I sure hope he is right!! I followed him last year and wasn't impressed though. How you been Tim? What's your thoughts on this season?

Andrew


----------



## RichG53 (Sep 16, 2008)

We will see if he is close ... Last year he got total BASHED,and I mean BASHED(A lot of profanity to him & his wife for writing a column backing him ) on his predictions of storms coming ......


----------



## stroker79 (Dec 2, 2006)

Yeah he pretty much sucks at snow forcasts but he is fun to listen too, lol


----------



## iceyman (Mar 1, 2007)

well if we get under our average we know to just never listen again//.... this is such a freaking tease


----------



## FordFisherman (Dec 5, 2007)

You can't ever count on snow. Ever.


----------



## tls22 (Sep 30, 2007)

Bossman 92;819227 said:


> I sure hope he is right!! I followed him last year and wasn't impressed though. How you been Tim? What's your thoughts on this season?
> 
> Andrew


I have been good andrew...how have u been? I can see where HM is coming from....he is going with a active southern branch jet stream and lots of clippers.......for the record he is not the only one saying this....yet alot of his blog readers are out of the northeast...so it makes sense for him to say alot of snow for us. I think a more mundane forcast then his.....i dont think the midwest will get hammered again this winter.....prob very cold and normal snow for them....pretty much what everyone else is saying also.



RichG53;819246 said:


> We will see if he is close ... Last year he got total BASHED,and I mean BASHED(A lot of profanity to him & his wife for writing a column backing him ) on his predictions of storms coming ......





stroker79;819257 said:


> Yeah he pretty much sucks at snow forcasts but he is fun to listen too, lol


Rich and Doug you are 100% correct.........he stop posting for a while cause it got so bad. He often hypes to much...and forcast fantasy storms. The biggest storm i got was in march....he said it would not happen cause the models will not burn him again. Well they did...just in a better way for me.



iceyman;819286 said:


> well if we get under our average we know to just never listen again//.... this is such a freaking tease


He is saying 54 inches for newark....i dont think so.....i would go 32......hell i will take last winter in a min


----------



## hydro_37 (Sep 10, 2006)

We can all only HOPE for a good winter.
I am.


----------



## mkwl (Jan 21, 2005)

I'd be happy with another winter like last winter- most of the storms were when I was home!- anything better than that would be frosting on the cake!


----------



## WingPlow (Jun 18, 2007)

i dont see how anyone in the snow plowing business can put any amount of faith in a long term forcast

weather forcasters can only accuratly predict weather to 2-3 days out


----------



## 2COR517 (Oct 23, 2008)

Weathermen are funny. We have a couple of local guys up here that get pretty, well, excited about a big storm. We can always count on the two talking about a "major weather event" well before anyone else. I am mostly concerned with timing. I don't care how much we get, just when it will start/stop.


----------



## Case580M (Jan 31, 2008)

His prediction for here is 50% of last couple years. Looks like my no snow insurance policy may even work.


----------



## RepoMan207 (Oct 7, 2008)

2COR517;824491 said:


> Weathermen are funny. We have a couple of local guys up here that get pretty, well, excited about a big storm. We can always count on the two talking about a "major weather event" well before anyone else. I am mostly concerned with timing. I don't care how much we get, just when it will start/stop.
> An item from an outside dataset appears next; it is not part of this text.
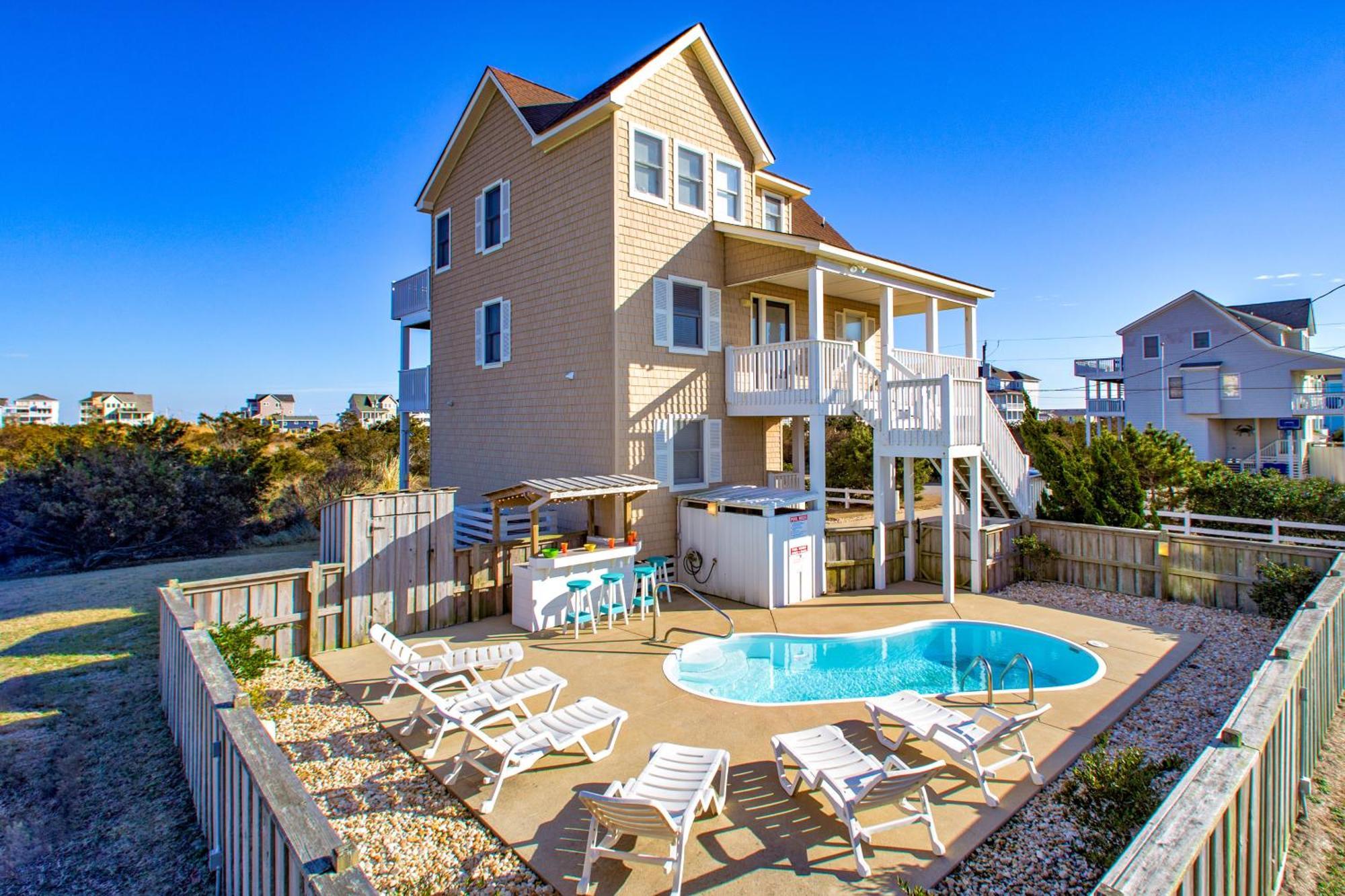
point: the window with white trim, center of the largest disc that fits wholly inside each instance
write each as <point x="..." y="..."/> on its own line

Your absolutely right there. They seem to over hype it, especially in the beginning months. "Looks like were getting 12" on Tuesday (Then Monday night comes around) 6" (Then Tuesday morning) 2"- 4" (then its) Oh what a close call, it decided to go out to sea"
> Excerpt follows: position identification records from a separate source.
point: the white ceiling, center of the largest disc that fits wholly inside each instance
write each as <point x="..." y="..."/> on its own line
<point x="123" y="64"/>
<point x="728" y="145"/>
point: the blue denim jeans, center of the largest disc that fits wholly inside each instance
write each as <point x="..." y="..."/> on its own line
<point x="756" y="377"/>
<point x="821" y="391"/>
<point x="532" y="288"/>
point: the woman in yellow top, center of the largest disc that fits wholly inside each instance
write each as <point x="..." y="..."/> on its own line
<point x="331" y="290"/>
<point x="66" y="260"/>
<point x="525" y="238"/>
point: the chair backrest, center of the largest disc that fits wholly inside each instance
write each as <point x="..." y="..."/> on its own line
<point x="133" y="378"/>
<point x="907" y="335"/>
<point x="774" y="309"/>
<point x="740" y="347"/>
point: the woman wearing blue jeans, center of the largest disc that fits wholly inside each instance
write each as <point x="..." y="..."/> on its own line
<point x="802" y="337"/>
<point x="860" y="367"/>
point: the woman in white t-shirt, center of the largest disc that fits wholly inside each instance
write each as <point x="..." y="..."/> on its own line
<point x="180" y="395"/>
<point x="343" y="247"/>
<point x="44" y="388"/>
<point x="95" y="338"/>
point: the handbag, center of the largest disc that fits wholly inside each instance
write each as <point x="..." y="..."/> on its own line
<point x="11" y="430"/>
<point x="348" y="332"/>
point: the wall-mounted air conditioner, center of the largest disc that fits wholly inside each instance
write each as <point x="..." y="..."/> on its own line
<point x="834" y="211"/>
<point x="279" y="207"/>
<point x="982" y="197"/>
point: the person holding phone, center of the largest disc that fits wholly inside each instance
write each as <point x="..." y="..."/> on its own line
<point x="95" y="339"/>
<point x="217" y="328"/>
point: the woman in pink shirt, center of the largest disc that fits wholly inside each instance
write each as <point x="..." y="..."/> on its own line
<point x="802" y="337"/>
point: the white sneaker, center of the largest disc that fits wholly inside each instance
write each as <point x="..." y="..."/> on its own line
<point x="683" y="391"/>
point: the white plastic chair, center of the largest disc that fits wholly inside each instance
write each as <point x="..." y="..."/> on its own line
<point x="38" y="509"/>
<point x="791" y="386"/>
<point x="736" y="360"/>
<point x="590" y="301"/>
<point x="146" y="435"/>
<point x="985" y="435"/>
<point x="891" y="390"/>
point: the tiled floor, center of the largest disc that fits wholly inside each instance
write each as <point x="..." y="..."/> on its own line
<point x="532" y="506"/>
I just want to know what time to get up. There is nothing worse then getting up at 2AM to discover that the storm hasn't even started yet, & then I can't get back to sleep. :realmad:


----------



## JBMiller616 (Dec 12, 2007)

I like being on the northwest side of those tracks.........Henry doesn't tend to be very accurate though. But many others aren't either....


----------



## 2COR517 (Oct 23, 2008)

RepoMan207;825192 said:


> Your absolutely right there. They seem to over hype it, especially in the beginning months. "Looks like were getting 12" on Tuesday (Then Monday night comes around) 6" (Then Tuesday morning) 2"- 4" (then its) Oh what a close call, it decided to go out to sea"
> 
> I just want to know what time to get up. There is nothing worse then getting up at 2AM to discover that the storm hasn't even started yet, & then I can't get back to sleep. :realmad:


You must mean "Breaking Weather, Breaking Wind" or "Where the news comes first" LOL.


----------



## fatboyNJ (Dec 22, 2007)

iceyman;819286 said:


> well if we get under our average we know to just never listen again//.... this is such a freaking tease


those numbers would be awesome but cant hold ur breath


----------



## dlcs (Sep 2, 2004)

To tell the truth, i don't like the big storms as much as, I like small frequent storms and ice.


----------



## Young Pup (Aug 13, 2004)

I will take the small storms too. I don;t like abusing the truck on the big storms.


----------



## Grampa Plow (Sep 1, 2008)

Ditto on the getting up at 2 (when they say it will start) and then being awake for the rest of the morning. That really sucked. Now I just give the 2 guys that always work security on 3rd shift at a local college $25.00 a season to call me when we get 1/2 inch of snow. I sleep like a baby until then!!


----------



## ondagawood (Sep 19, 2007)

Yeah a forecast is only good for 2 - 3 days out. Totals don't mean anything until April when the news people (and newspapers) decide which city gets the "gloden" snowball award for the most snow-fall for the season.
Timing *is *the major factor involved here for ALL of us so we know when to head out, etc.... As long as we all have a safe winter too...... :waving: payup


----------